You're not gonna like this - the "party line" is that the entire immobilization system and mechanicals should be changed (new cylinders for door / trunk / ignition, new keys, new electronics). I saw the bulletin (I think it came out in January or February) at the dealer.

I don't know that a key can be invalidated in the electronics (you can definitely delete it from the list of keys that will remotely unlock the car). But if they can get into your car (either with the key or by popping the door cylinder) they can at the very least unlock the steering (even if they key isn't recognized by the immobilizer) and thus turn the wheel and roll the car onto a flatbed, where they can take your car somewhere and work on it at their leisure.

I'd suggest contacting your insurance company and seeing if they will pay some/all of the cost of replacing the dealer-suggested parts.


----------



## Salvator (Oct 14, 2003)

Keys are about $140 each, if I remember correctly... Sounds like you'll definitely want to call your insurance on this one...


----------



## Pinecone (Apr 3, 2002)

They can delete individual keys from the car memory.

New keys are expensive, but I don't think they are that expensive. But there are only so many for your car, loose too many and you are SOL.

As for taking it away via flat tow , they can do that anyway.

More important call any credit card companies where you ahve cars.

Change the locks in your house/apartment if those keys were in there also.


----------



## Wallenrod (Nov 25, 2003)

I had the same thing happen to me. I made a post about it some time ago. Fortunately the thieves were only interested in money/credit cards and threw the rest of the bag (with the car keys) to the nearby trash and we were able to retrieve it the next day (a janitor found it when cleaning.)
I hate to add to your stress but it will be a big deal.
I talked to my dealer right after this happened and was told that changing the keys involves changing the whole key system/immobiliser and will take time as the parts need to be made in Germany and will also cost north of $1000.
Depending on your insurance situation and deductible I would consider getting them involved since it will definitely be more expensive for them if the car is stolen.


----------



## Magna (Jan 4, 2002)

Pinecone said:


> They can delete individual keys from the car memory.
> 
> New keys are expensive, but I don't think they are that expensive.
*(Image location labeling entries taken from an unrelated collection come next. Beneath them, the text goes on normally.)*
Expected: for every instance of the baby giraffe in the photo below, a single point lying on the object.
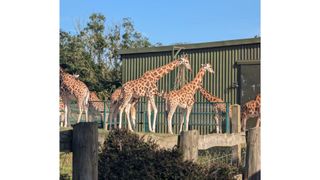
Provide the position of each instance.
(184, 97)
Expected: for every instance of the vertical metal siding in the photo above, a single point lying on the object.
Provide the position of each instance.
(220, 84)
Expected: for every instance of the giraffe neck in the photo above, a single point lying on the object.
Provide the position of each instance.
(195, 84)
(209, 97)
(162, 71)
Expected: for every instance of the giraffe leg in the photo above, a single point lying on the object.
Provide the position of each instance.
(187, 117)
(133, 113)
(66, 115)
(114, 107)
(183, 112)
(149, 116)
(244, 124)
(80, 113)
(123, 105)
(86, 112)
(170, 115)
(258, 122)
(127, 109)
(155, 111)
(217, 124)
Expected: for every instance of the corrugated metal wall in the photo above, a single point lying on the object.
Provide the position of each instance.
(221, 58)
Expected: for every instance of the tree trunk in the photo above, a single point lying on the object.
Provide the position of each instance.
(253, 167)
(188, 142)
(85, 151)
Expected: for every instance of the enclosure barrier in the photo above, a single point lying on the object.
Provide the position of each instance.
(201, 118)
(83, 141)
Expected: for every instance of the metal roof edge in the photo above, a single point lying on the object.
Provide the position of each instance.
(191, 46)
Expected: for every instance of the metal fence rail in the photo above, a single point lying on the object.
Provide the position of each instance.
(201, 117)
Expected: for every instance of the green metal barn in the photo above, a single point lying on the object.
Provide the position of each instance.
(236, 64)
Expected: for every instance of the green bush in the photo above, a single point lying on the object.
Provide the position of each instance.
(125, 155)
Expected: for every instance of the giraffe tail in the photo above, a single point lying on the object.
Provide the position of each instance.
(86, 100)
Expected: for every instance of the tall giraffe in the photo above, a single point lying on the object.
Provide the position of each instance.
(184, 97)
(73, 88)
(251, 109)
(96, 105)
(146, 86)
(116, 98)
(218, 106)
(61, 110)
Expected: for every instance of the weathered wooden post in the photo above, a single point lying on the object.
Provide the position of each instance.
(253, 168)
(188, 142)
(85, 151)
(236, 128)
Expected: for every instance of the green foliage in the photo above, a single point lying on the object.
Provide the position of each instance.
(126, 156)
(93, 52)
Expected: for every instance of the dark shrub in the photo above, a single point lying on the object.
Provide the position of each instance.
(125, 155)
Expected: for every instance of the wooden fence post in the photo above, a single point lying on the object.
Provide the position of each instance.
(188, 142)
(253, 168)
(85, 151)
(236, 122)
(236, 128)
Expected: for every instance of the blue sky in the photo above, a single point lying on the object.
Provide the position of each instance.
(174, 21)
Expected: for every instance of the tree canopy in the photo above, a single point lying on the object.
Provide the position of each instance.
(93, 52)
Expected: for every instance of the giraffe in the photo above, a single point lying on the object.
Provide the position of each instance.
(184, 97)
(116, 98)
(146, 86)
(61, 110)
(251, 109)
(97, 106)
(72, 88)
(218, 106)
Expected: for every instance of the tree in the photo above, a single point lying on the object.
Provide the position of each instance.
(93, 52)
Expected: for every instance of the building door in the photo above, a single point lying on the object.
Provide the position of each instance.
(248, 80)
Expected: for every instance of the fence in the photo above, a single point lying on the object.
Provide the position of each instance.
(201, 117)
(83, 142)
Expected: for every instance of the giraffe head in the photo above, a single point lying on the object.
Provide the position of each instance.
(207, 67)
(184, 60)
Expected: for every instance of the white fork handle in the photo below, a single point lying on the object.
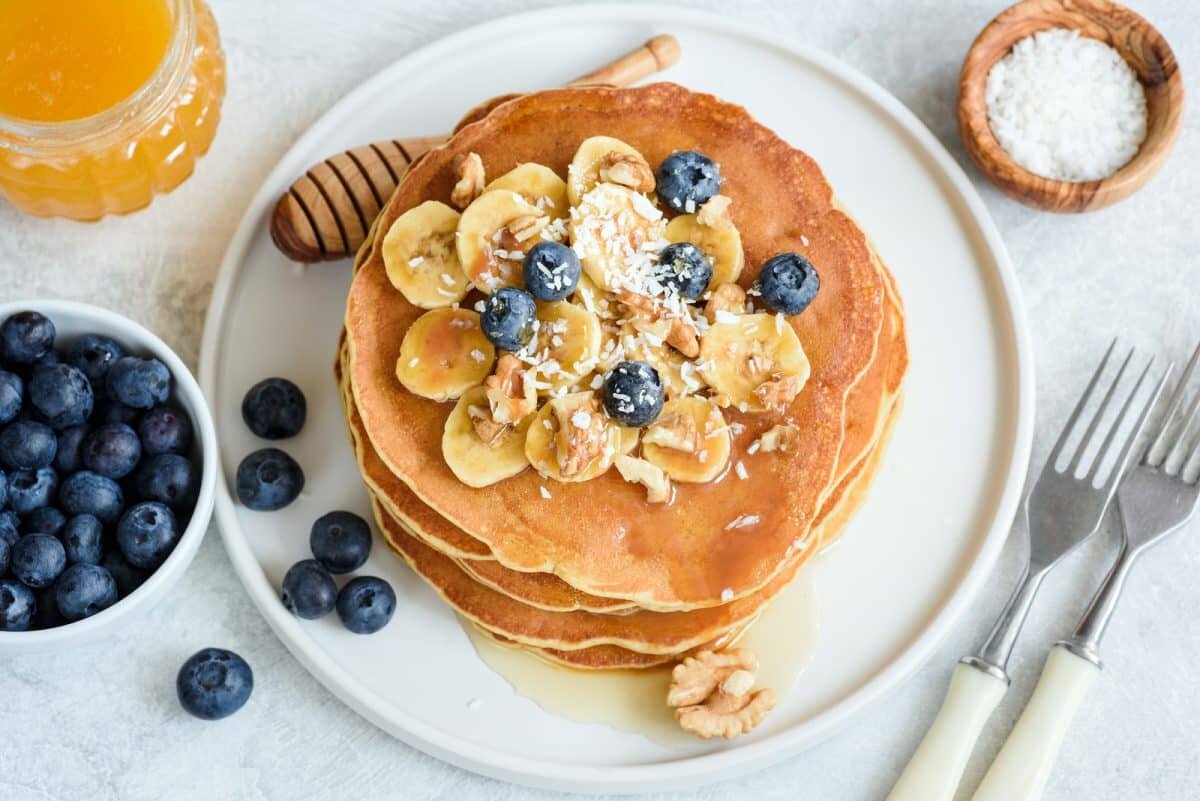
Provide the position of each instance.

But there are only so many for your car, loose too many and you are SOL.
> 
> ...


Right, I heard it was 10, a car can only get 10 keys.


----------



## SergioK (Aug 14, 2002)

Magna said:


> Right, I heard it was 10, a car can only get 10 keys.


Yeah, then at that point in time it's cheaper, supposedly, to change all the locks instead of cutting 10 more keys.


----------



## yamato (Feb 11, 2003)

thanks guys. I have all my house door locks changed. Luckily Home Depot has all the locks I need. 

I will need to remove the missing key from the imobilizer's memory. I am going to do this in a few days, in the mean time I took my CLUB steering wheel lock back from my basement, and use it again. Is it effective? It takes me ~30secs longer to start and get off the car, pretty inconvenient.

I haven't even asked insurance about this one yet. I am afraid they not only won't pay for replacing the key, key cylinder..etc but also increase my auto insurance premium due to a higher risk to be stolen! Don't you think it is possible? 

this experience sucks. i also hope I would be as fortunate as one of you who found the keys back.


----------